The meeting was arranged on the back of an an open letter sent to the UN Secretary-General António Guterres last September that was organised by the environmental group Food & Water Action.
The letter was signed by over 450 activist groups, faith communities and celebrities including actor Mark Ruffalo, climate writers Naomi Klein and Bill McKibben and fashion icon Vivienne Westwood.
Love Leitrim campaigned tirelessly together with other grassroots and environmental groups to get a fracking ban on the political agenda in Ireland.
The group was instrumental in persuading former Sligo-Leitrim TD Tony McLoughlin to bring forward a Bill to prohibit onshore fracking that received support from across the political spectrum, passing into law in 2017.
Mr Mitchell warned, however, that fracked gas may still end up in Ireland through importation from the US to a proposed Shannon LNG gas terminal on the west coast.
“We banned fracking in Ireland because we listened to the alarm raised by affected communities like those living in Pennsylvania. We’re not going to facilitate the further poisoning of those people by importing fracked LNG into Ireland,” he said.
The High Court recently granted leave to an environmental group to challenge the decision of the State and the European Commission to put forward the Shannon LNG gas terminal for the EU’s list of priority energy projects.
Friends of the Irish Environment [FIE] alleges that both Ireland and the EU failed to carry out independent sustainability, climate and cost-benefit analysis of the terminal before putting it forward for the fourth Project of Common Interest (PCI) list as is required under EU law.
Inclusion on the list – that includes over 50 new fossil fuel projects – gives large-scale energy projects access to a streamlined planning and permitting process, as well as making them eligible for access to multi-billion euro funding.
At a meeting of the Parliament’s Energy Committee (ITRE) last October, the Deputy Director of the Commission’s energy department admitted that the climate and sustainability review of proposed projects was not carried out for any of the projects nominated for the four PCI lists to date.
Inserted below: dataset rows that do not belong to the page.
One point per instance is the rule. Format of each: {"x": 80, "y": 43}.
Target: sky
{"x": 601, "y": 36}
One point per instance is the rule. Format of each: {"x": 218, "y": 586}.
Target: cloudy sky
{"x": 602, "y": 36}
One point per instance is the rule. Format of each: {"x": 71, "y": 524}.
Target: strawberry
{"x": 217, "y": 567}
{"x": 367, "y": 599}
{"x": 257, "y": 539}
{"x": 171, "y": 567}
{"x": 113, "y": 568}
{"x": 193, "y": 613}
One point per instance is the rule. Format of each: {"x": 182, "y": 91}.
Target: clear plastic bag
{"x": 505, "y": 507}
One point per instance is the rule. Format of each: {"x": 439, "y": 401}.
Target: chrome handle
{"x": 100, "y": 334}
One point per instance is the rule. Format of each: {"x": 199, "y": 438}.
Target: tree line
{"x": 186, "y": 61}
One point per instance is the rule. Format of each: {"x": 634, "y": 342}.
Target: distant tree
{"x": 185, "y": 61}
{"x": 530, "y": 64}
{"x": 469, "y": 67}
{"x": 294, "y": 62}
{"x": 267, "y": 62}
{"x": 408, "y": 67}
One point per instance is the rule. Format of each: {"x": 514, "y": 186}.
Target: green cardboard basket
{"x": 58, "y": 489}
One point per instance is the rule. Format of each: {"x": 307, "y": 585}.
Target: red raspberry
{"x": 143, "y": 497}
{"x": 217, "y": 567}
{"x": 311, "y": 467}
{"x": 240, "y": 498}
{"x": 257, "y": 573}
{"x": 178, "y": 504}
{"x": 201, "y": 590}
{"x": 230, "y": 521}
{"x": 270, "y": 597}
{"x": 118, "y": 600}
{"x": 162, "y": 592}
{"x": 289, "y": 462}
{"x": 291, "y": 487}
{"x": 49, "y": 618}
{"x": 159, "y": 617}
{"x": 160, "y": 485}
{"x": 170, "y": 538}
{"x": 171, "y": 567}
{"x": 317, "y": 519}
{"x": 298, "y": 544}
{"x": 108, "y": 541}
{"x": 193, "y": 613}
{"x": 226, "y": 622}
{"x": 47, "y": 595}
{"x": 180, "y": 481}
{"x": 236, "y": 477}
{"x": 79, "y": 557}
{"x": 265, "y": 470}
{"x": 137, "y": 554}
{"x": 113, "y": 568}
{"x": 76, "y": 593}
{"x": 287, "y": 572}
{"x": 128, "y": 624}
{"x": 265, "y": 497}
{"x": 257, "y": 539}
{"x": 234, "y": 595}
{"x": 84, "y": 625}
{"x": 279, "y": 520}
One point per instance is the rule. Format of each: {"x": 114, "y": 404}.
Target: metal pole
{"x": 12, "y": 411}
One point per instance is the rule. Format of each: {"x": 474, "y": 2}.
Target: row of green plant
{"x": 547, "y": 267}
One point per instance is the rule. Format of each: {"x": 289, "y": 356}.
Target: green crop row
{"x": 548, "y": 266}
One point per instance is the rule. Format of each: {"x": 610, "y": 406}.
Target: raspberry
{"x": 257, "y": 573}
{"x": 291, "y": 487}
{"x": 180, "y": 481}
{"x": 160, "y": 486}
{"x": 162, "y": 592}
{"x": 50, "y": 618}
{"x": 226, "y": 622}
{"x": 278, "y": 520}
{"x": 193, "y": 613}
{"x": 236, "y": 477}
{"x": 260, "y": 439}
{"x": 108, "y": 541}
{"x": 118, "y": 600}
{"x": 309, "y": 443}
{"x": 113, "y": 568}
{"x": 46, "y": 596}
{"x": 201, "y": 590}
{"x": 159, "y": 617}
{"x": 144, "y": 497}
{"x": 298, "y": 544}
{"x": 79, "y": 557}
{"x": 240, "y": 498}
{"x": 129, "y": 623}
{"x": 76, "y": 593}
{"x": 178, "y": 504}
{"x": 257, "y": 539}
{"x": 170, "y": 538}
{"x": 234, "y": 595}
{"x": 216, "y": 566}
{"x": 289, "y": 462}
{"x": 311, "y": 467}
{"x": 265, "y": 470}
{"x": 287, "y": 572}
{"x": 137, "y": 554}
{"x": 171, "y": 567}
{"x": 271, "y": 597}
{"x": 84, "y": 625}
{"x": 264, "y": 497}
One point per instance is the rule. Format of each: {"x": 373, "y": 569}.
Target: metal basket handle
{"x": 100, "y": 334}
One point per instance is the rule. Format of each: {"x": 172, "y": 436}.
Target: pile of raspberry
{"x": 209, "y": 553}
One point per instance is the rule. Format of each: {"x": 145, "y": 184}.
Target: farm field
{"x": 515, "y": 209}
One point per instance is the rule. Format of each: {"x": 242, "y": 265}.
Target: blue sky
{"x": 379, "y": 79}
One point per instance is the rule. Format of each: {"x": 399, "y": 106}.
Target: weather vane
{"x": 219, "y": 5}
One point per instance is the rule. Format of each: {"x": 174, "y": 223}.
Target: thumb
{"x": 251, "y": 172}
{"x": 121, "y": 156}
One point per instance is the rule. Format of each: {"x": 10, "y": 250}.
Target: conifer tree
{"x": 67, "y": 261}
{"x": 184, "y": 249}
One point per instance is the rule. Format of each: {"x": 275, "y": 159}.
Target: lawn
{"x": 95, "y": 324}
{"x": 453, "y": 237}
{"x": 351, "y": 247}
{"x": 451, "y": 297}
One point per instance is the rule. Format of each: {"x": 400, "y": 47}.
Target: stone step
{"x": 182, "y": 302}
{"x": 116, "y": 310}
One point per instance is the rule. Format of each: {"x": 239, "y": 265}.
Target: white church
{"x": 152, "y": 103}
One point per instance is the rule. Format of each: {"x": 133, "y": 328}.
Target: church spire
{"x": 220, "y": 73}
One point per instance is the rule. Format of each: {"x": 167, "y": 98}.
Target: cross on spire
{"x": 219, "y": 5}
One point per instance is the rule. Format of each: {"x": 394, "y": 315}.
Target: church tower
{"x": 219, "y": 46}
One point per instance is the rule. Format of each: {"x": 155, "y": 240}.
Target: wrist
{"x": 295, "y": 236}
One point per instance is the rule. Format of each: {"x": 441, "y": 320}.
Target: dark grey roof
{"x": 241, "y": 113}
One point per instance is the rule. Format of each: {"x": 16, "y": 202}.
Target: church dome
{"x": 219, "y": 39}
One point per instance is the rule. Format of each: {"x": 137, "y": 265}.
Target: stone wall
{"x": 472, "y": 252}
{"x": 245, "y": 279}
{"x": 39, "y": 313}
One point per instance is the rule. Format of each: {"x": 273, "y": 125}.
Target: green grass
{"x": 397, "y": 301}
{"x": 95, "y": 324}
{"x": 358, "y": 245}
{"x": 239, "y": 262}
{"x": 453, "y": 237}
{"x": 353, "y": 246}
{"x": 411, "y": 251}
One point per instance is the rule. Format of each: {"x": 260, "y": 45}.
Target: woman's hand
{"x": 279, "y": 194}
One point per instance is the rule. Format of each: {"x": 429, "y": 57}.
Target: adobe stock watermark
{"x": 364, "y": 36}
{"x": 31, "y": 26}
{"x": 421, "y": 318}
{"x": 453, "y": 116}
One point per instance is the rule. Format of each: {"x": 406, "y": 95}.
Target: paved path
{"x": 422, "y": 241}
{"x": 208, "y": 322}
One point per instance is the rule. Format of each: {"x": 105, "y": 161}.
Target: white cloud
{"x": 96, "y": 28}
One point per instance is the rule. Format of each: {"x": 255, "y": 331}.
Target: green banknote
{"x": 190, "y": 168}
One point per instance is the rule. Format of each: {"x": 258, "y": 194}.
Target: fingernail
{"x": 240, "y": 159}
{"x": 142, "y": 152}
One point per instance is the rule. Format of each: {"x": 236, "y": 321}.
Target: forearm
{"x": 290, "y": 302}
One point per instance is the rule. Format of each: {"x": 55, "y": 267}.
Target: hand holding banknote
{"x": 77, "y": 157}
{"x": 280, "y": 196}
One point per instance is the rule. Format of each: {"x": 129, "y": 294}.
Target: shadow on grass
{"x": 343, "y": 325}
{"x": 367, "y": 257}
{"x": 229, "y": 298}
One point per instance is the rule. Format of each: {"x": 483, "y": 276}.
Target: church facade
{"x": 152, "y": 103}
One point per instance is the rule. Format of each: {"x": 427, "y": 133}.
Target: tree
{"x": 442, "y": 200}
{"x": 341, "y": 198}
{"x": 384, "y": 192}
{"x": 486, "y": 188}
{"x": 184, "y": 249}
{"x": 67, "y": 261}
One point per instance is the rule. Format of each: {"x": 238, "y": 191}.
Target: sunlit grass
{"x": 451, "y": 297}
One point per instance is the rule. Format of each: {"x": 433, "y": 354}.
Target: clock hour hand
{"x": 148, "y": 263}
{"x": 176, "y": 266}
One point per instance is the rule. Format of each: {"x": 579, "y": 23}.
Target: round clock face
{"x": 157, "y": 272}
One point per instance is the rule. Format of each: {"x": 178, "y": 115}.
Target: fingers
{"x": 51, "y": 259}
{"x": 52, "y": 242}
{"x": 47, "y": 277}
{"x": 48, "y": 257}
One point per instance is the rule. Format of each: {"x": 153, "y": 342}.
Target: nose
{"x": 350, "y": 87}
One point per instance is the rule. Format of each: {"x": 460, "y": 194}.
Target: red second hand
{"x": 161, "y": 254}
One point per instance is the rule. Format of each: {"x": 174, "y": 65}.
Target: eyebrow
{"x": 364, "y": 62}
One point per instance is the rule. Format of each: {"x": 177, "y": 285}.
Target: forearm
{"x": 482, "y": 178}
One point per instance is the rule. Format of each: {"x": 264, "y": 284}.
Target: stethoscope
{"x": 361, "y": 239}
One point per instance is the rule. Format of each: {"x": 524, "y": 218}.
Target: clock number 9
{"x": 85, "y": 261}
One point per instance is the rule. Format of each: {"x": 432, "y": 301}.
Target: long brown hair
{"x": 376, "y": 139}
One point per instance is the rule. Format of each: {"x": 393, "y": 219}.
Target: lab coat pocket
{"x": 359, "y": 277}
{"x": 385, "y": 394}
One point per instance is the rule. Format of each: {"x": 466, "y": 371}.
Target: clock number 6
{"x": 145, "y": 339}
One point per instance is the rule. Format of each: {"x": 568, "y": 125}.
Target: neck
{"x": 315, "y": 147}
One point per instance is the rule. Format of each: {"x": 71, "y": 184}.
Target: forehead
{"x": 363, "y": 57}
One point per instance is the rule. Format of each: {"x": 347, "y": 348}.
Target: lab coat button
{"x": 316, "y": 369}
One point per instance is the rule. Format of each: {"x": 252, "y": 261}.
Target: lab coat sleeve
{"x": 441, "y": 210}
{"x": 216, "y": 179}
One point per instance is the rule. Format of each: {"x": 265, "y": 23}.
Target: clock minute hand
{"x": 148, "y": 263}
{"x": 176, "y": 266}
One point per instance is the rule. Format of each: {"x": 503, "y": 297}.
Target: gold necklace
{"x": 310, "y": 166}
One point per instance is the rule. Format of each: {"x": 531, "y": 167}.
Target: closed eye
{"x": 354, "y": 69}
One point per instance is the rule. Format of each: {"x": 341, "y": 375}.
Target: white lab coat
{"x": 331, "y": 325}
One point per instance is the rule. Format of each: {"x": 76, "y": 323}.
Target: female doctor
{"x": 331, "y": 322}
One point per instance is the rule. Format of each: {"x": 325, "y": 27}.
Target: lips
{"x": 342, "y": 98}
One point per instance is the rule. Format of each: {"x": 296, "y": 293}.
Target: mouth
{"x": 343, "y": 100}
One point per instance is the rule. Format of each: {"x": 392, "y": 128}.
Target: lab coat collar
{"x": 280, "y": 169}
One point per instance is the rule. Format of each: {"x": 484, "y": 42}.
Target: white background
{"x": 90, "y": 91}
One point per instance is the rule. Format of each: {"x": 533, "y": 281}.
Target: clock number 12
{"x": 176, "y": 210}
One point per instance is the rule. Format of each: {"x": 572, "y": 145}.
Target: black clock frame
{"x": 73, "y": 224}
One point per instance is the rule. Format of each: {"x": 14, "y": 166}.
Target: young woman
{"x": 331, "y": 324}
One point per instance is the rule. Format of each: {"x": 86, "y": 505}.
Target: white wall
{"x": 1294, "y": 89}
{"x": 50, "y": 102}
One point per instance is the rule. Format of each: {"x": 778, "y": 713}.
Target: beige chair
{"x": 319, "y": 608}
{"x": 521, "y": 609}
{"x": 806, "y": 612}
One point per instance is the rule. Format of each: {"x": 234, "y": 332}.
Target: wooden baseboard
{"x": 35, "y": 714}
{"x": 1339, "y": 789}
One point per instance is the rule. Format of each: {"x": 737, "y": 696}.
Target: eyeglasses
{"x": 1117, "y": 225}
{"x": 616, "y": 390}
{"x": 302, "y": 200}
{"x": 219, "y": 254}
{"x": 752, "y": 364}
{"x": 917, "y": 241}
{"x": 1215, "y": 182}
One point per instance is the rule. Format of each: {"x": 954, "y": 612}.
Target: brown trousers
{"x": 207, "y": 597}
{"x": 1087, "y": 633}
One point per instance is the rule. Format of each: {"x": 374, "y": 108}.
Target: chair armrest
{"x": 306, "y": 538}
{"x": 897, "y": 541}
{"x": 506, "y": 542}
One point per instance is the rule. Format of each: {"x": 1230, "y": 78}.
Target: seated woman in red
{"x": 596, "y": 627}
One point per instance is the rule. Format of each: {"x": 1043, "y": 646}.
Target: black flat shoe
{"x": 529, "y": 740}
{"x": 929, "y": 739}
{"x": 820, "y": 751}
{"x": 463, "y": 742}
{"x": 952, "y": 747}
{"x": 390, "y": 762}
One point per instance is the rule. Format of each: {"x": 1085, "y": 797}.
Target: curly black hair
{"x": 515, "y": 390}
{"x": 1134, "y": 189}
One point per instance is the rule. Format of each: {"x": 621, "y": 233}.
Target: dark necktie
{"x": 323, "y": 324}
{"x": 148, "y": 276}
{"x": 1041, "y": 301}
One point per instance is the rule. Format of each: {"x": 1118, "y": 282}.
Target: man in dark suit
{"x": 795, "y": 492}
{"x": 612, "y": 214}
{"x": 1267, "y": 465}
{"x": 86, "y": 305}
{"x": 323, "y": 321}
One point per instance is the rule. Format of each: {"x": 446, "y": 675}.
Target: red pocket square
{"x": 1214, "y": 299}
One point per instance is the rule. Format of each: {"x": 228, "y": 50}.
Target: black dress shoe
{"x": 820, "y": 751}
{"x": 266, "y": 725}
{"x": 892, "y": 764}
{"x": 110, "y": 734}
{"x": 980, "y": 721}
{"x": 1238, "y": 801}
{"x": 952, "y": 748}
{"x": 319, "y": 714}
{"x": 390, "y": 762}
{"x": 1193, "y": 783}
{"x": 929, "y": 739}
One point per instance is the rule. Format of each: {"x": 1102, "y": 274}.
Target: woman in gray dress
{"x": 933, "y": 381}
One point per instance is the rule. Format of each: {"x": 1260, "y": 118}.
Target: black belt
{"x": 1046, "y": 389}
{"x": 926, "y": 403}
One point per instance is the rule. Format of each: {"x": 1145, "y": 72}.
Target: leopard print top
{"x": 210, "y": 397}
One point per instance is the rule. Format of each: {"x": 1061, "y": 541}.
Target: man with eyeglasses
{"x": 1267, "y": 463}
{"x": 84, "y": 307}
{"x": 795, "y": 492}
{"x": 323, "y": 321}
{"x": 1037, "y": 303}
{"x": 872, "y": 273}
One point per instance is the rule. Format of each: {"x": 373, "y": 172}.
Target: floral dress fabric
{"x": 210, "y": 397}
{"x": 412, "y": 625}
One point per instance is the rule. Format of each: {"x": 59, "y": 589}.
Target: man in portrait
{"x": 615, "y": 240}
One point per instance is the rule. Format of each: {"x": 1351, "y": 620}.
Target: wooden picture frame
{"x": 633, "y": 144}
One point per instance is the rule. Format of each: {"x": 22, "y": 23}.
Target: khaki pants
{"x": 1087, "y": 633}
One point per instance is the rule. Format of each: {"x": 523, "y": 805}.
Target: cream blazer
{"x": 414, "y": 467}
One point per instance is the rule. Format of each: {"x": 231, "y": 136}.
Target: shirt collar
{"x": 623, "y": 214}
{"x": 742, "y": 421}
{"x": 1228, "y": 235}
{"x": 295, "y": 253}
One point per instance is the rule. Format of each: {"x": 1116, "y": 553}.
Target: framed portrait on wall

Shannon LNG – one of the liquefied natural gas terminal and pipeline projects on the list – faces strong criticism from scientists, activists and even Hollywood star Mark Ruffalo over the high likelihood that the project will see fracked US gas imported to Ireland despite a national ban on the practise here.
FIE’s action includes the Minister for Climate Action and the Attorney General as FIE alleges that the State failed to assess the project before approving its inclusion on the PCI list, including having regard to the Climate Change Act 2015.
FIE is also seeking a declaration that Ireland is in breach of its EU obligations to allow for proper public consultation in the environmental decision making process.
Andy Gheorghiu of Food and Water Action Europe said that the Shannon LNG case “isn’t simply a case about Ireland” but would have significant ramifications across Europe.
“Ireland is leading the way in challenging the fossil fuel lock in proposed by the European Commission in spite of the Green New Deal,” he said. “This is a real, effective Climate Action with far-reaching consequences for Ireland and Europe’s energy choices – and for all our futures.”
A previous legal challenge from FIE to the extension of planning permission for the terminal is currently before the European Court of Justice. A preliminary Advocate General’s opinion is expected at the end of April.